On several occasions, Jesus prophesied that he was going to Jerusalem to die (Mark 8.31–32, 9.31–32, and 10.32–34). Peter rebuked him for his prediction (8.32). The rest of the disciples simply didn’t understand it (9.32). This woman—and this woman alone—understood it and prepared for it. Knowing that Jesus would not be with her forever, she took the best that she had and gave it to him as a gift. It cost her a lot—a whole year’s wages. But I think this woman had learned what the Rich Young Ruler had not: Only when we give away all we have can our arms be open to receive all that Jesus has (Mark 10.29–31).

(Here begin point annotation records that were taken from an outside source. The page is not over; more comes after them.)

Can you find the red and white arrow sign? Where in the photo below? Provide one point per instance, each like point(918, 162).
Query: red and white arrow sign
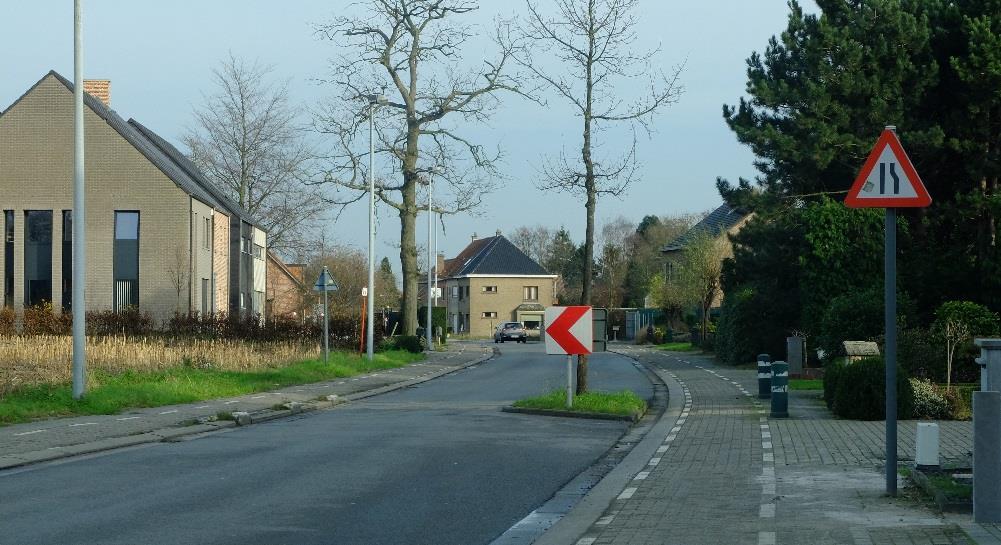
point(569, 330)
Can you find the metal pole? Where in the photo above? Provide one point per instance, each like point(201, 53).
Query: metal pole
point(326, 323)
point(79, 248)
point(427, 324)
point(369, 349)
point(570, 381)
point(890, 359)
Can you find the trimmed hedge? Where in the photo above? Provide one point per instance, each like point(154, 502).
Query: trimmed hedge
point(857, 391)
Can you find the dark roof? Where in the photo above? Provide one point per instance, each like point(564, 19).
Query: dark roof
point(158, 151)
point(493, 255)
point(717, 222)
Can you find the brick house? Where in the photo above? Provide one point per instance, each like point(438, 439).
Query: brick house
point(490, 282)
point(159, 234)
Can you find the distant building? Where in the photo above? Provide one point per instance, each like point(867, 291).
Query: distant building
point(719, 224)
point(491, 282)
point(160, 236)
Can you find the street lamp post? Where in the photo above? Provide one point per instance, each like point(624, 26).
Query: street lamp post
point(374, 101)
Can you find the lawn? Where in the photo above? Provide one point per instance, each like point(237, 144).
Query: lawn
point(112, 393)
point(677, 347)
point(623, 403)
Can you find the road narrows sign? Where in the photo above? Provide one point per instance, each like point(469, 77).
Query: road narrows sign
point(569, 330)
point(888, 179)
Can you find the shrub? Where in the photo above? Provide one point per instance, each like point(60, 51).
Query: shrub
point(129, 322)
point(7, 321)
point(409, 343)
point(42, 320)
point(930, 402)
point(858, 391)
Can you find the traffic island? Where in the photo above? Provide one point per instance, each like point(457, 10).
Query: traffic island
point(624, 406)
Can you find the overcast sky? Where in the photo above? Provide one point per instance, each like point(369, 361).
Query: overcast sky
point(159, 56)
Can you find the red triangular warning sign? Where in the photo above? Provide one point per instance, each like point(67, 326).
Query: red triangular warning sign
point(888, 178)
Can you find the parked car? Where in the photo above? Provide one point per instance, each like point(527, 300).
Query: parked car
point(511, 331)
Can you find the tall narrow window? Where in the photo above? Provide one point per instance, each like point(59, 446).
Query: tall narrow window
point(37, 256)
point(8, 258)
point(67, 259)
point(126, 259)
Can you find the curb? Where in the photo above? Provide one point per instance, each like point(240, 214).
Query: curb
point(635, 417)
point(202, 428)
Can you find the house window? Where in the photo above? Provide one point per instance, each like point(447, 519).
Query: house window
point(67, 260)
point(531, 293)
point(126, 259)
point(8, 258)
point(37, 256)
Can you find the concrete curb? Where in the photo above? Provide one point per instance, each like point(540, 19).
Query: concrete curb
point(572, 414)
point(181, 433)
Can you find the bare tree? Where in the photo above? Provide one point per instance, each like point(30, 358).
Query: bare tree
point(246, 141)
point(413, 47)
point(594, 40)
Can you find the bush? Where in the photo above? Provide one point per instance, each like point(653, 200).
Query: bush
point(129, 322)
point(409, 343)
point(41, 320)
point(930, 401)
point(857, 391)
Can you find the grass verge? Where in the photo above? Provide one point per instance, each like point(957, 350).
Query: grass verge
point(623, 403)
point(806, 384)
point(677, 347)
point(109, 394)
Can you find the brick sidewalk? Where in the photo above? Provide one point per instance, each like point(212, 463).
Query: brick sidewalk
point(728, 474)
point(57, 438)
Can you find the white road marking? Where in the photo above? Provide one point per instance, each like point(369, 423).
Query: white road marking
point(628, 493)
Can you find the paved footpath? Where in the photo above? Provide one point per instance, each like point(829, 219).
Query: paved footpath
point(726, 473)
point(59, 438)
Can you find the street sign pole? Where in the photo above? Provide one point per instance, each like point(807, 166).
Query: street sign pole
point(890, 357)
point(888, 180)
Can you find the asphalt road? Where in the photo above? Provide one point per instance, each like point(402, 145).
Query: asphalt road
point(434, 464)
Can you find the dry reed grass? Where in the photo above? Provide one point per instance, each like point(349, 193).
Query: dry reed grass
point(42, 360)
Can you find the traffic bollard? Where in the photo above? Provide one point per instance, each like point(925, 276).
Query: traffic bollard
point(780, 390)
point(764, 376)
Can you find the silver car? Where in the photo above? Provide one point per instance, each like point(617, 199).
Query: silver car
point(511, 331)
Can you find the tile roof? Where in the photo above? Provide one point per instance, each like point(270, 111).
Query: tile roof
point(717, 222)
point(492, 255)
point(158, 151)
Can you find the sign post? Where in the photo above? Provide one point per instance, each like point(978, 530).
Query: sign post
point(325, 284)
point(570, 332)
point(888, 180)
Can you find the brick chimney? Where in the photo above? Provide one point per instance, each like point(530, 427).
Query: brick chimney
point(99, 89)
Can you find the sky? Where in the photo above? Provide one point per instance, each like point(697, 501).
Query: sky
point(159, 57)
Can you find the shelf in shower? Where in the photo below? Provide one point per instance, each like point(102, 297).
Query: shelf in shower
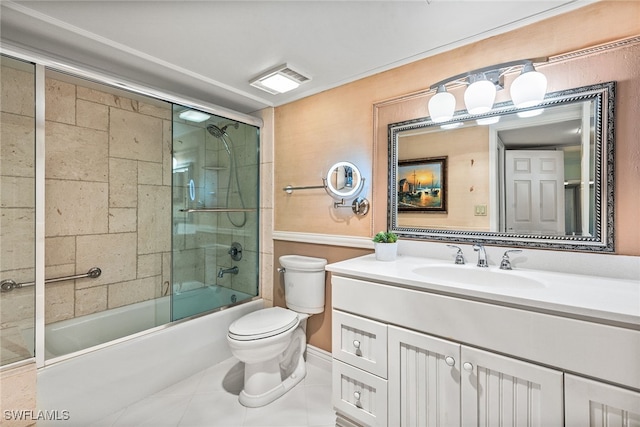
point(218, 210)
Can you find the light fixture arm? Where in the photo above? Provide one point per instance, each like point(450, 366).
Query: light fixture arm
point(492, 72)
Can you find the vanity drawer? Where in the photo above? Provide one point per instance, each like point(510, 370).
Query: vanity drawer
point(359, 395)
point(360, 342)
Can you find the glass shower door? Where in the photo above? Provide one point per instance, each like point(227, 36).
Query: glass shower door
point(215, 212)
point(17, 210)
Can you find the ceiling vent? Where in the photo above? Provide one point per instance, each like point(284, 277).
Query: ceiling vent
point(279, 80)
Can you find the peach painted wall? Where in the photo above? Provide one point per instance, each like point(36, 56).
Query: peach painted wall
point(350, 122)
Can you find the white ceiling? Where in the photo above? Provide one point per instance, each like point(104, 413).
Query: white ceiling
point(210, 50)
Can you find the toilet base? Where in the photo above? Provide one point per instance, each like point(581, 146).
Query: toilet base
point(281, 386)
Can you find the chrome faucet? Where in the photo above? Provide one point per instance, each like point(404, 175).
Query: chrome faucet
point(232, 270)
point(505, 264)
point(459, 254)
point(482, 255)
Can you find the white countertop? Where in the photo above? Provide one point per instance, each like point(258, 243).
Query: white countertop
point(612, 301)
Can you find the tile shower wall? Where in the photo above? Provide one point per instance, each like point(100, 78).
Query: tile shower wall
point(202, 241)
point(17, 200)
point(107, 198)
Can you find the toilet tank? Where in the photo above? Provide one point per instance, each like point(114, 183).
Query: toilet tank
point(304, 283)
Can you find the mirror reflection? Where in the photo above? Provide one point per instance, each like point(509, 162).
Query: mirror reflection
point(344, 179)
point(529, 176)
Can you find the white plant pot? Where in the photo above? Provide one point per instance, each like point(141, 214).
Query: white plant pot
point(386, 251)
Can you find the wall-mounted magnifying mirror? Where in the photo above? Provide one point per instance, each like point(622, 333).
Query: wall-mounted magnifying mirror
point(344, 180)
point(540, 177)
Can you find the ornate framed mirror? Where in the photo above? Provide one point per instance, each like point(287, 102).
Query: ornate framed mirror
point(537, 177)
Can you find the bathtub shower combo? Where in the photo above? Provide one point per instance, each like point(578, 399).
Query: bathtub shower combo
point(170, 222)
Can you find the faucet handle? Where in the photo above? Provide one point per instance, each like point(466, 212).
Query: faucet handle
point(505, 264)
point(459, 254)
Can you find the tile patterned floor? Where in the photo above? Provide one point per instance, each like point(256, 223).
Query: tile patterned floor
point(210, 399)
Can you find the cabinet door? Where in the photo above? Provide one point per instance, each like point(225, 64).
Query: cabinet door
point(594, 404)
point(424, 380)
point(498, 390)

So, in the end, while kind and beautiful, this woman’s act turns out to be anything but random and senseless. It is, rather, an intentional, sensible act of worship directed at our entirely deserving Savior. According to Marva Dawn, worship is a royal waste of time. According to the cold, irresistible logic of economics it probably is, but not according to warm desirable logic of gratitude. Nothing is too good for Jesus. Not our valuables, nor our wages, and definitely not our lives. Since we can offer nothing less, let us offer Christ ourselves.